The taste was overwhelmingly sweet, like cherries and battery acid. But the effect was instantaneous. The throbbing in my head vanished. The strain in my muscles faded. A cool, clean energy spread through my veins.

[Consumed 'Cactus Cooler'.] [Divine Essence reserves replenished by 0.1%.] [Absolute Negation field strength temporarily increased.]

"What the—" I started, but the enforcers weren't waiting. They fired again.

This time, I didn't divert. I stood my ground. As the beams hurtled towards me, I slammed my free hand forward, palm out. I didn't think. I just acted on the instinct the drink had given me.

"No."

The word wasn't just a sound. It was a command. A wave of invisible force erupted from my palm. It wasn't a shield. It was an eraser. The three beams of blue energy simply ceased to exist about five feet in front of me, winking out of reality as if they'd never been.

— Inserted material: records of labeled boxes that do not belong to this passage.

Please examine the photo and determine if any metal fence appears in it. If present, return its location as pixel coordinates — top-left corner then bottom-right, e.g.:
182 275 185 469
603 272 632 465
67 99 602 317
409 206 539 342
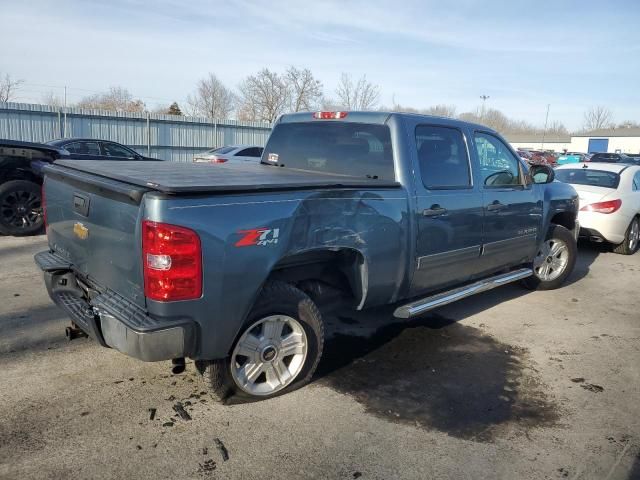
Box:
0 103 271 162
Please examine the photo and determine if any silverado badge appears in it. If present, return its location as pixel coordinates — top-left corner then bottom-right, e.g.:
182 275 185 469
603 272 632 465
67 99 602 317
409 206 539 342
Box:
73 222 89 240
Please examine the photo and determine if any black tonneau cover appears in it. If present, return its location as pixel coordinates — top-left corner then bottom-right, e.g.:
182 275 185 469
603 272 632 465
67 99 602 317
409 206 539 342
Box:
49 160 400 194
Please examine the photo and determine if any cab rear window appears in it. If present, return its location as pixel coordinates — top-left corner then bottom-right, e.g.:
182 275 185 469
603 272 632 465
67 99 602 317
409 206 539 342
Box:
262 122 395 180
555 168 620 188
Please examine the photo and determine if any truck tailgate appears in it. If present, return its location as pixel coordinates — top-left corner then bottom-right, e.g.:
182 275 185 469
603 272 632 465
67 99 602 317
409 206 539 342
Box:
44 166 145 307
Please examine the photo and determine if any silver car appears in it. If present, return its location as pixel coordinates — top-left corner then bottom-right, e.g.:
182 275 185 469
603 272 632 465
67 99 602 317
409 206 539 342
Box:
193 145 262 163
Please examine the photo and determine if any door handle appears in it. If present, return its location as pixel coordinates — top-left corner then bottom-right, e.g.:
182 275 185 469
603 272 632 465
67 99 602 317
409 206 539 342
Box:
487 200 507 212
422 204 447 217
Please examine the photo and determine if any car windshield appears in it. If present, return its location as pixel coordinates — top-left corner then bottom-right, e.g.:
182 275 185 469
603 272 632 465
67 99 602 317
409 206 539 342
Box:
207 147 236 155
262 122 395 180
556 168 620 189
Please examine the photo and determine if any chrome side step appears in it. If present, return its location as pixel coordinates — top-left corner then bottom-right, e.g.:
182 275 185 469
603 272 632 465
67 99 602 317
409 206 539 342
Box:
393 268 533 318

The enforcers stood frozen for a full three seconds. Then, as one, they took a synchronized (同步) step back. The distorted electronic voice in the lead's helmet spoke, a new tone in its artificial voice.

"Threat assessment upgraded. Anomaly 734 is now a Class-3 reality deviation. Engaging full containment protocol."

"Great," I muttered, crushing the empty bottle in my hand. "I'm screwed aren't i."